Garées sur un parking, à proximité de la zone portuaire de la capitale du district Extrême Oriental, les voitures attendent une décision des autorités sanitaires. «Si les voitures sont considérées non dangereuses, elles seront remises aux propriétaires, dans le cas contraire, elles seront renvoyées au Japon», précise un responsable des douanes, Roman Famine.

Au Japon, la situation ne s’améliore pas. De moins en moins capables de satisfaire les besoins tokyoïtes en énergie, Tepco, l’exploitant de Fukushima Dai-Ichi, fait la tournée des électriciens mondiaux pour apprendre à gérer les délestages d’électricité.

Parallèlement, alors que 31 gigawatts de capacités de production d’électricité ont été stoppées (soit 11% du parc japonais!) à la suite du séisme et du tsunami du 11 mars, Tepco cherche par tous les moyens à augmenter ses injections d’électrons. La dernière idée en date est de redémarrer les 5 tranches non opérationnelles de la centrale de Kashiwazaki-Kariwa.
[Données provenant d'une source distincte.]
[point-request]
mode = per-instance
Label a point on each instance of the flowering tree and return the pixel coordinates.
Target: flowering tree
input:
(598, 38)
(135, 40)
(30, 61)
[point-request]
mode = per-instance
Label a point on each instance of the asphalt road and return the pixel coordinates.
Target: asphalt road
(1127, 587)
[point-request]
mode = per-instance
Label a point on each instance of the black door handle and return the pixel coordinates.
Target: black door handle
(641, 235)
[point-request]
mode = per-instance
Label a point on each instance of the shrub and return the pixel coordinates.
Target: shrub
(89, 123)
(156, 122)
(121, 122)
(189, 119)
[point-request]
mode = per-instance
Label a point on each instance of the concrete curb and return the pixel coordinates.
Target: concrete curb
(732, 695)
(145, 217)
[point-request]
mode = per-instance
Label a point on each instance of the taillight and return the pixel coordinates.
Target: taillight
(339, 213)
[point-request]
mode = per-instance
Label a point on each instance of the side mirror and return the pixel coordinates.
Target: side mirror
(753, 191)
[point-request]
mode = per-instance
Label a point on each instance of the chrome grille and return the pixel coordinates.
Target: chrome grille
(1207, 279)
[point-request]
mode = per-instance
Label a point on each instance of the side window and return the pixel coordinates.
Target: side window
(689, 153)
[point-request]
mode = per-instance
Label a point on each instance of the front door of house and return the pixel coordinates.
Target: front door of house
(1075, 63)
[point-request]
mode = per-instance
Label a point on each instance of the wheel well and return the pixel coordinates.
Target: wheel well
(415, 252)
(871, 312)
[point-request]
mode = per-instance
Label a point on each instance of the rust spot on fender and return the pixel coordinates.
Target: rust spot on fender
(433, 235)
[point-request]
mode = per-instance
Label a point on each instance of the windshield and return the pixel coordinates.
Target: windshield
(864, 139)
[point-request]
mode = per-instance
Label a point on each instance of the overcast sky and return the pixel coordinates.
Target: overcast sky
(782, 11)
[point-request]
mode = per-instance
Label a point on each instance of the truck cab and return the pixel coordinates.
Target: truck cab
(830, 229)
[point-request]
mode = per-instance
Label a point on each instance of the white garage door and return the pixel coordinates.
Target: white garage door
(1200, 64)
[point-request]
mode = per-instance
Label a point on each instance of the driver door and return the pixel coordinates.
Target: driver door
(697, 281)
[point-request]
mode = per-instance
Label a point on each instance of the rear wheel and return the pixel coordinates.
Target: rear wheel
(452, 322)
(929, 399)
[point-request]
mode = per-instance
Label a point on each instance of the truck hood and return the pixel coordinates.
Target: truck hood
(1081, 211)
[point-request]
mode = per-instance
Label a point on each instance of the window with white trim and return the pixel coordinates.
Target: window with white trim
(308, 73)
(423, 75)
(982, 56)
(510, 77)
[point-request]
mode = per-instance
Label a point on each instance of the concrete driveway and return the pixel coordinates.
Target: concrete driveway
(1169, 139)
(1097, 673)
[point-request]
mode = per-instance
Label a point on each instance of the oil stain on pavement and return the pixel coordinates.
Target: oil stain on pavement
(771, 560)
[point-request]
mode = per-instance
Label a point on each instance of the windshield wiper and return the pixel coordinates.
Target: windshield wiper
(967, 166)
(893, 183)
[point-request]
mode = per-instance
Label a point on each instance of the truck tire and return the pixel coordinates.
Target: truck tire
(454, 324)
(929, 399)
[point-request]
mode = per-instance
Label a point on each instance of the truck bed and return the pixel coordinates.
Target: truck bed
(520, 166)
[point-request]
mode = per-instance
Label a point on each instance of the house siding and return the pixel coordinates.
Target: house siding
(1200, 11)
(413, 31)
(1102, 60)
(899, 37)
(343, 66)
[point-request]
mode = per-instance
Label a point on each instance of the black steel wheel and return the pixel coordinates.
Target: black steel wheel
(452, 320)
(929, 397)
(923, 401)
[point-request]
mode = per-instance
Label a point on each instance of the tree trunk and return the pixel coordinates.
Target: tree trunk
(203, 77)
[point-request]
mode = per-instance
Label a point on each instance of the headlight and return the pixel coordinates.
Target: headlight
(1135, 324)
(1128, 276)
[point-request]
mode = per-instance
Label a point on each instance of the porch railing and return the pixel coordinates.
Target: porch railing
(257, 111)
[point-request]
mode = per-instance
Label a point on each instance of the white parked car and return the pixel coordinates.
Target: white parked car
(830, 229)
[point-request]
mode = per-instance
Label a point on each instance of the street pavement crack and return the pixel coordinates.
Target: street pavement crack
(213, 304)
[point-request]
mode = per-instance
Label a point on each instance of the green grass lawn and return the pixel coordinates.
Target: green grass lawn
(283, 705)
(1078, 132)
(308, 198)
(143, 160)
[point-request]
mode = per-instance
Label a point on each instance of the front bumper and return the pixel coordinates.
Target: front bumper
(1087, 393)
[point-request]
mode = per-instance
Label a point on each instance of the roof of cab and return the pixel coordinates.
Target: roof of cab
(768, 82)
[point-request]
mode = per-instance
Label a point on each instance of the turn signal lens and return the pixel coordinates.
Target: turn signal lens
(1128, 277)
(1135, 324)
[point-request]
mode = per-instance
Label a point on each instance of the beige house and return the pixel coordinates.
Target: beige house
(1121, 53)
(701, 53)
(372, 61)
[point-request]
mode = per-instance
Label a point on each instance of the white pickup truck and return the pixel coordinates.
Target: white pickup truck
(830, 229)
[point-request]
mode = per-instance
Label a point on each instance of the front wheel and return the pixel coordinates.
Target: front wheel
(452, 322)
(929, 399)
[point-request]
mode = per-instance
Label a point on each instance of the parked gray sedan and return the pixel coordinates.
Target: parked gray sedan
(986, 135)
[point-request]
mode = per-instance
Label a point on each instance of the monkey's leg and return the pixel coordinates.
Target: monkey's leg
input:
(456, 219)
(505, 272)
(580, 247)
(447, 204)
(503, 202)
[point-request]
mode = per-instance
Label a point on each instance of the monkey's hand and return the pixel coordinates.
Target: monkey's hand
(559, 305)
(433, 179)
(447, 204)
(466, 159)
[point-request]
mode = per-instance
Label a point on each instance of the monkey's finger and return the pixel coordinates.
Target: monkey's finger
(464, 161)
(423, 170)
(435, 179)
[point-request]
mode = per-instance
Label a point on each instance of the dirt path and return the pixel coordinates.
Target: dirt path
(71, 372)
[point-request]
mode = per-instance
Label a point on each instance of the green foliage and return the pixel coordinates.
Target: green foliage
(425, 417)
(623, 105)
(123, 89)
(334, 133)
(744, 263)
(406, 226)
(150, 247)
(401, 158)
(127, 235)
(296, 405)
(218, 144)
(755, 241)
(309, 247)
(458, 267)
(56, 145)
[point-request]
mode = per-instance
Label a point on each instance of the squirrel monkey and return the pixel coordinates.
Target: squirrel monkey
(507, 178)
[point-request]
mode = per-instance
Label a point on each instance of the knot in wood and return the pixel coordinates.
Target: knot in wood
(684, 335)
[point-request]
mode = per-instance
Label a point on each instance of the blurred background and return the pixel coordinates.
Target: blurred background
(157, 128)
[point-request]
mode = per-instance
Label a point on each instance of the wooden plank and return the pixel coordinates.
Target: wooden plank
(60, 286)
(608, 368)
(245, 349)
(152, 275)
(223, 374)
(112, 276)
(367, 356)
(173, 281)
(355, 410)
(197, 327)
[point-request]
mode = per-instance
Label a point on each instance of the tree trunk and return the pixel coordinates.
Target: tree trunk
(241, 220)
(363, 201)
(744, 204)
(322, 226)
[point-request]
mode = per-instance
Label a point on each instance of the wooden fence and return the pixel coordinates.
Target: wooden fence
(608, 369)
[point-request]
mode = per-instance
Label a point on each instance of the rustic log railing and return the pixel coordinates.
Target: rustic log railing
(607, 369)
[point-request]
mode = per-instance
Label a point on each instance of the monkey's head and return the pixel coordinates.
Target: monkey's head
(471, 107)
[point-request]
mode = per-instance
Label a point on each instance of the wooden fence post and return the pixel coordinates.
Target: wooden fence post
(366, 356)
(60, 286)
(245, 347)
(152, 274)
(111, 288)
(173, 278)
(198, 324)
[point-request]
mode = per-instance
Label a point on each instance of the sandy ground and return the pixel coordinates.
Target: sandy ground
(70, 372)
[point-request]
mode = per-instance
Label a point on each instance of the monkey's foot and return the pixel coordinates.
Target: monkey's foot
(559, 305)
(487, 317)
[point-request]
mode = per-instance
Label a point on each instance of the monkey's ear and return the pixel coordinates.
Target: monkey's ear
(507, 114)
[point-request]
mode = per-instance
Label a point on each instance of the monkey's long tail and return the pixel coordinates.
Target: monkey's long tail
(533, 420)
En 2007, la plus puissante centrale nucléaire nippone avait été fortement secouée par un tremblement de terre. Une enquête, menée par l’autorité de sûreté nucléaire (la Nisa) avait, par la suite, montré que les normes sismiques alors en vigueur étaient insuffisantes, et elle avait ordonné l’arrêt immédiat de l’installation, privant Tepco de 8.000 mégawatts de capacités installées. Par la suite, l’électricien avait durci les tranches 1 et 5, dont la Nisa avait permis le redémarrage. Mercredi, le président de la compagnie tokyoïte, Masataka Shimizu, a suggéré que l’on puisse redémarrer d’autres tranches avant la fin des travaux de consolidation.

Ce matin, le directeur général adjoint de l’Autorité française de sûreté nucléaire (ASN) a fait un point sur l’évolution de la situation sur le site accidenté. Globalement, celle-ci a peu évolué. Les 238 techniciens japonais poursuivent le refroidissement des réacteurs accidentés, avec de l’eau et de l’azote liquide (pour le réacteur numéro 1).

Commencé en début de semaine, le pompage de l’eau contaminée s’avère peu performant. «Cela prendra beaucoup de temps, le niveau diminue très lentement», confirme Olivier Gupta. Ce qui n’est pas une bonne nouvelle. Car, tant que l’eau radioactive reste dans les bâtiments réacteurs, il ne sera pas possible de remettre en service les systèmes de contrôle et de refroidissement des réacteurs. «On ne sait pas combien de temps cette situation perdurera; des semaines, voire des mois», se lamente l’expert.